Il risk management è un elemento obbligatorio per gli operatori regolamentati, come previsto da ESMA e dalla Consob, che impongono limiti di esposizione per conto proprio e per i clienti retail. L'uso della leva finanziaria, ad esempio, è limitato a un massimo di 30:1 per le coppie principali nell'UE, rispetto al 50:1 consentito in alcune giurisdizioni offshore (Source: ESMA, 2025). Un trader che utilizza una leva di 30:1 su una posizione di €10.000 può controllare €300.000 di notional, ma un movimento avverso di 1% (3.000 pip su EUR/USD) può erodere l’intero margine iniziale.

  • Stop‑loss obbligatori: le piattaforme regolamentate devono offrire ordini di stop‑loss predefiniti, con un livello minimo di 10 pips per le coppie maggiori.
  • Margin call: la soglia tipica è il 50% del margine iniziale; se il valore di mercato scende al di sotto di questa soglia, il broker chiude parzialmente la posizione.
  • Hedging limitato: la normativa MiFID II vieta la copertura interna non documentata, richiedendo che ogni operazione di hedging sia registrata e giustificata.
  • Costi di rollover: le differenze di tasso overnight (swap) possono generare costi o crediti di 0,5–2,3 pips al giorno per posizione, a seconda della coppia e della direzione.
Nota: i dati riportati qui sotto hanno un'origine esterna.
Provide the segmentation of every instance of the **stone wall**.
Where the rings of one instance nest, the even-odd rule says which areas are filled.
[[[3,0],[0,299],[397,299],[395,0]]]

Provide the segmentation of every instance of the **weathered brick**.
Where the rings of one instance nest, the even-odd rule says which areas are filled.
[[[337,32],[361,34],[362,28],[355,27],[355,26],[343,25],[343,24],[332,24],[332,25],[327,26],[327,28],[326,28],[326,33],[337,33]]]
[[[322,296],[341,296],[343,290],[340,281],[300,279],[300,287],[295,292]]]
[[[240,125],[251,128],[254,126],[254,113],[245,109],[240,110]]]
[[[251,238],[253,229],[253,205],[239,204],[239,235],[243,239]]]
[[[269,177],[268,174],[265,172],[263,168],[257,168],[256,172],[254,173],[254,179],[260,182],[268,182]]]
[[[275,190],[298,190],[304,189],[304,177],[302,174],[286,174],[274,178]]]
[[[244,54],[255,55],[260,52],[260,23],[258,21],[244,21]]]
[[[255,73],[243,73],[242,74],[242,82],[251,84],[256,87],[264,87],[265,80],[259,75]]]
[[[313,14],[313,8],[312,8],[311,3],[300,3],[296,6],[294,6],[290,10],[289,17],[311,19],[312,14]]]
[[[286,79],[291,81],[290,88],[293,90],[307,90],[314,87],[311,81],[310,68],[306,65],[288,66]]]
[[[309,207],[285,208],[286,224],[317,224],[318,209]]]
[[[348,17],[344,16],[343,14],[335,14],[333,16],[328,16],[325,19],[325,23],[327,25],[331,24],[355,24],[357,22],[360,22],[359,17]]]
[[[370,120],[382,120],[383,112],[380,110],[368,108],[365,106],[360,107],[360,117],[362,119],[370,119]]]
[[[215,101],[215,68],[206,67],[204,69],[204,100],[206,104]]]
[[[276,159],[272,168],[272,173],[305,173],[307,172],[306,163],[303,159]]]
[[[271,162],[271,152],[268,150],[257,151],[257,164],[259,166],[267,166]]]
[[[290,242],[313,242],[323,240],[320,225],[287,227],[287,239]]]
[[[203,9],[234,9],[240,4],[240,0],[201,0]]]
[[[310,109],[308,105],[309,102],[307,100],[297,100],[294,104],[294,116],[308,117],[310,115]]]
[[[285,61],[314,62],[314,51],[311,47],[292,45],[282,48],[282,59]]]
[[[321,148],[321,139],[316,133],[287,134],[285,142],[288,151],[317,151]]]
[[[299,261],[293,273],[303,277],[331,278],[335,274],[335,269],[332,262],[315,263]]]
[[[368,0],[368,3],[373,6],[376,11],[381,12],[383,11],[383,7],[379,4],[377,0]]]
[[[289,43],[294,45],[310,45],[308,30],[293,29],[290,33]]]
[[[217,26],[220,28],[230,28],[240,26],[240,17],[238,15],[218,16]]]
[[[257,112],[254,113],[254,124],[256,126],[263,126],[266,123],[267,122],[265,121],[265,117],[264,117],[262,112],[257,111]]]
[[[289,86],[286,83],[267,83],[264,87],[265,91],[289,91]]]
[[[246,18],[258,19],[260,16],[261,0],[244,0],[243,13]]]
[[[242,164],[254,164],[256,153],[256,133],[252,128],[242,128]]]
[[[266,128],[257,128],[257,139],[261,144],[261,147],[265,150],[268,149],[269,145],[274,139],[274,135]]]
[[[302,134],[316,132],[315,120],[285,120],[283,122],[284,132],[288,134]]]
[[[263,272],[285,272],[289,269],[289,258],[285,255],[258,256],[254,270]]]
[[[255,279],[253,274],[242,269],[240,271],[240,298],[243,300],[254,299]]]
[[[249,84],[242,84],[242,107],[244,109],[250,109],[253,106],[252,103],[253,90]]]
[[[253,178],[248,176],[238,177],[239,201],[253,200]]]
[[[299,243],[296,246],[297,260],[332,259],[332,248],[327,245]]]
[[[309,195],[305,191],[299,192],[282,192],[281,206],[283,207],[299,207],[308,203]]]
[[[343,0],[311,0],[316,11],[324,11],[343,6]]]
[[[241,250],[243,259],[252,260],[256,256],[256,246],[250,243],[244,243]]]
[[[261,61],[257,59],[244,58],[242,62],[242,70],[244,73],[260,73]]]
Nonostante questi strumenti, le limitazioni operative persistono. La latenza di rete, le restrizioni di accesso alle piattaforme ECN durante eventi macro (es. decisioni della BCE) e le soglie di capitalizzazione imposte da BaFin per i broker tedeschi possono ridurre la capacità di eseguire strategie di arbitraggio o di scalping. Inoltre, la volatilità intraday può superare i livelli di stop‑loss impostati, provocando chiusure forzate a prezzi di mercato peggiori (slippage). Gli operatori devono quindi integrare la gestione del rischio con un monitoraggio continuo delle condizioni di mercato e delle normative vigenti.